Cabot Oil & Gas Corporation (NYSE:COG), share price decreased in the last trading session with a previous 52-week high of $35.58. The U.S. Federal Reserve is likely to raise interest rates for the first time in nearly a decade later this week.
The majority of investors expect USA oil prices to average $55 a barrel in 2016, which would be only slightly higher than this year’s average, according to a survey of more than 200 investors by investment bank Tudor Pickering Holt & Co. “WTI has the bigger move because investors believe that a deal to lift the export ban may be close”.

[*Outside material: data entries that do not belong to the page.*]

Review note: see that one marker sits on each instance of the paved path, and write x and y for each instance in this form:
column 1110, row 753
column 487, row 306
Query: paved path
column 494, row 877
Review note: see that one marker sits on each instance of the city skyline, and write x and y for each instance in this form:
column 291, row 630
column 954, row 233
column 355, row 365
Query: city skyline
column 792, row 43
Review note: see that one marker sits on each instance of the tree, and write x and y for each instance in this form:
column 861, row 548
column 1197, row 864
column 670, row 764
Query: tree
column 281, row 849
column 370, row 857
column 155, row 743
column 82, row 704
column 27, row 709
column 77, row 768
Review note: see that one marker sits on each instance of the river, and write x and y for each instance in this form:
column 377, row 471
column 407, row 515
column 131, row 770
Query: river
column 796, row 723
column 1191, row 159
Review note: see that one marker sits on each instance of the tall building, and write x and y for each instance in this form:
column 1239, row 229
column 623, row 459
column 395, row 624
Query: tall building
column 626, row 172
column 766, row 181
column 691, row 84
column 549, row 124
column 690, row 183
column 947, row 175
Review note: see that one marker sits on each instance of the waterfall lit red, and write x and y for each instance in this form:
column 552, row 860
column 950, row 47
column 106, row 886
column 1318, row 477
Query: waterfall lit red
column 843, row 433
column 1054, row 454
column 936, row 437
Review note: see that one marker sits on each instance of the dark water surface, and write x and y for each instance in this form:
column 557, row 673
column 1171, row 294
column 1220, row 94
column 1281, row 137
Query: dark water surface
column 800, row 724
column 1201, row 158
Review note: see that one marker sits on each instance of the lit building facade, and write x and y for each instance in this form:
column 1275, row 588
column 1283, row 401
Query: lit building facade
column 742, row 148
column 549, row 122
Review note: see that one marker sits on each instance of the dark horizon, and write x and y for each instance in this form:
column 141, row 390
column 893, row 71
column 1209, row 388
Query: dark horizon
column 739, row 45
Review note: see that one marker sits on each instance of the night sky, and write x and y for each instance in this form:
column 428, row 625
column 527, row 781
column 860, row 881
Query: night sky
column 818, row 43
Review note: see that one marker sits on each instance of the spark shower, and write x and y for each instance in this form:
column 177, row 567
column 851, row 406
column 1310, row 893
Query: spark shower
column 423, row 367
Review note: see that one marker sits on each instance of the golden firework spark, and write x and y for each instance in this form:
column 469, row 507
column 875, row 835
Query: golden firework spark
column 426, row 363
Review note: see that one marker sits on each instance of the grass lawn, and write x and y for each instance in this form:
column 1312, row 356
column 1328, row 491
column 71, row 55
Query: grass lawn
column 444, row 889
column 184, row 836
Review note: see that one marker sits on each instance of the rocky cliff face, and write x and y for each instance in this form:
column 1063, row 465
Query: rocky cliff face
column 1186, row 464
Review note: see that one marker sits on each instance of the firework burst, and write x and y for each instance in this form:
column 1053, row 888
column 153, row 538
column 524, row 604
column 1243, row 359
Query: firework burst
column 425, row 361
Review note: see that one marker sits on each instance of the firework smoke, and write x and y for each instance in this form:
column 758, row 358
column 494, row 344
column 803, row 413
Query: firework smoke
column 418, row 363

Arab Gulf States said they would continue the high production rate even if the price falls to US$20 a barrel.
“Almost the entirety of added supplies in 2016 will come from Iran, Iraq and Saudi Arabia”, Morgan Stanley analysts said in a research note Monday, adding that OPEC supply is likely to increase by a million barrels per day next year.
“We’ve been going straight down like a plumb line”, said Mark Benigno, co-director of energy trading at INTL FCStone Inc.